With a quick glance over my shoulder to make sure Kate is still sleeping, I do my best to explain. "Sara, believe me, I've thought long and hard about this one. And if Anna's through being a donor for Kate, we've got to respect that."

"If you testify for Anna, the judge is going to say that at least one of her parents is capable of supporting this petition, and he's going to rule in her favor."

"I know that," I say. "Why else would I do it?"

We stare at each other, speechless, unwilling to admit what lies at the end of each of these roads.

"Sara," I ask finally, "what do you want from me?"

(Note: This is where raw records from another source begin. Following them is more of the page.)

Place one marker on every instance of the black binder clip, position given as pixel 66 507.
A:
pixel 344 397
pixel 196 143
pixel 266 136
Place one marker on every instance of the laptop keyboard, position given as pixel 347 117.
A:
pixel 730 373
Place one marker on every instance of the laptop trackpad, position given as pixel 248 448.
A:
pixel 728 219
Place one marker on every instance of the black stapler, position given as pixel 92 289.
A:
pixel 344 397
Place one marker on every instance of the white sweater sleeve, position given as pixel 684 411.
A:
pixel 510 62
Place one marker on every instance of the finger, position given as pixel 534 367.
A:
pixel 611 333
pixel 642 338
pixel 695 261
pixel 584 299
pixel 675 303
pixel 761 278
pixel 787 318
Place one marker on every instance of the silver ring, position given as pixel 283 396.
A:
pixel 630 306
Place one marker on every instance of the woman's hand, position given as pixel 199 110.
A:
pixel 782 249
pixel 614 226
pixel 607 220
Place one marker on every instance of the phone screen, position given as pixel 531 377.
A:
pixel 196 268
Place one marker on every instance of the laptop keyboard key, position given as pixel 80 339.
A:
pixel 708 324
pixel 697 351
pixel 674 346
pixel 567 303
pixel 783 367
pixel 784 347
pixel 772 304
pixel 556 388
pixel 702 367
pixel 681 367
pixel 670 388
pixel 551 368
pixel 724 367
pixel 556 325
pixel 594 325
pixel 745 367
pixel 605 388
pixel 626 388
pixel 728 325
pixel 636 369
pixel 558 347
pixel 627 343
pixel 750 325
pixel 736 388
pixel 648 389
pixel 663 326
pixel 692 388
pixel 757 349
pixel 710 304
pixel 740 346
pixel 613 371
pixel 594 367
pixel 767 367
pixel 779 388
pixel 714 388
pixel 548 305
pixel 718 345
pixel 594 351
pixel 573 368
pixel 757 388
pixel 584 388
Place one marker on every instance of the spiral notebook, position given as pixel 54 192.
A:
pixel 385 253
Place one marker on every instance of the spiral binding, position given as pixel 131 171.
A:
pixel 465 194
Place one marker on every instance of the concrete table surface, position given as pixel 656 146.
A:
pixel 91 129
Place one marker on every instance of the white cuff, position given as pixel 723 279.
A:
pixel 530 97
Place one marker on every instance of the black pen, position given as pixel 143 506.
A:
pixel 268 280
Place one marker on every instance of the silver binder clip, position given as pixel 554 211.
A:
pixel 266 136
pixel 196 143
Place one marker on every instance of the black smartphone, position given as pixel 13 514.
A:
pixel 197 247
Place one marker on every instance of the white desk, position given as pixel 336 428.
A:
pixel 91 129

"I want to look at you and remember what it used to be like," she says thickly. "I want to go back, Brian. I want you to take me back."

But she is not the woman I used to know, the woman who traveled a countryside counting prairie dog holes, who read aloud the classifieds of lonely cowboys seeking women and told me, in the darkest crease of the night, that she would love me until the moon lost its footing in the sky.

To be fair, I am not the same man. The one who listened. The one who believed her.

SARA

BRIAN AND I ARE SITTING ON THE COUCH, sharing sections of the newspaper, when Anna walks into the living room. "If I mow the lawn, like, until I get married," she asks, "can I have $614.96 right now?"

"Why?" we say simultaneously.

She rubs her sneaker into the carpet. "I need a little cash."

Brian folds the national news section. "I didn't think Gap jeans had gotten quite that expensive."

"I knew you'd be like this," she says, ready to huff away.

"Hang on." I sit up, rest my elbows on my knees. "What is it you want to buy?"

"What difference does it make?"

"Anna," Brian responds, "we're not forking over six hundred bucks without knowing what it's for."

She weighs this for a minute. "It's something on eBay."

My ten-year-old surfs eBay?

"Okay," she sighs. "It's goaltender leg pads."

I look at Brian, but he doesn't seem to understand, either. "For hockey?" he says.

"Well, duh ."

"Anna, you don't play hockey," I point out, and when she blushes, I realize this may not be the case at all.